Partai Golkar melalui Wakil Ketua Umum Nurul Arifin menyatakan tetap berpegang pada presidential threshold 20 persen.

Ia berpandangan, ketentuan soal ambang batas pencalonan presiden dalam UU Pemilu perlu dipertahankan.

Dia juga menuturkan, partainya berpendapat, presidential threshold yang berlaku saat ini sudah cukup memenuhi pertimbangan rasio politik.

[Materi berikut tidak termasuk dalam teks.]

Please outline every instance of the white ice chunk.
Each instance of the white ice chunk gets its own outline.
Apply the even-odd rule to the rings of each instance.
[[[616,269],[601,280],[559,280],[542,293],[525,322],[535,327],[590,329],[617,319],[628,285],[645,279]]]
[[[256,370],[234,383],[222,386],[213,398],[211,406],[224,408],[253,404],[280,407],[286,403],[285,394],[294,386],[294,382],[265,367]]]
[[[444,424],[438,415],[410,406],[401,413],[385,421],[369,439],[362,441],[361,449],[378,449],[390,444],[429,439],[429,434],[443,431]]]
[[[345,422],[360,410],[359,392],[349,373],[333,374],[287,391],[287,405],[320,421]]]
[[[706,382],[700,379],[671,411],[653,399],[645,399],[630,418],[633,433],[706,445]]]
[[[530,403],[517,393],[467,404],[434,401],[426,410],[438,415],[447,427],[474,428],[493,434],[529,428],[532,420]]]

Baca Juga: Prabowo Sindir Anies dan Ganjar Soal Pertahanan: Jangan Menyesatkan, Memprovokasi, dan Menghasut

"Saya kira ini tetap harus dipertahankan, masalah angka kalau sekarang mengikuti 25 persen perolehan suara dan 20 persen kursi di parlemen saya kira sudah cukup," kata Nurul, Rabu (15/12/2021).

Ia pun berpendapat, presidential threshold tidak berarti mengamputasi dan mengeliminasi tugas partai politik karena partai politik tetap menjalankan fungsinya untuk kaderisasi dan menyampaikan aspirasi.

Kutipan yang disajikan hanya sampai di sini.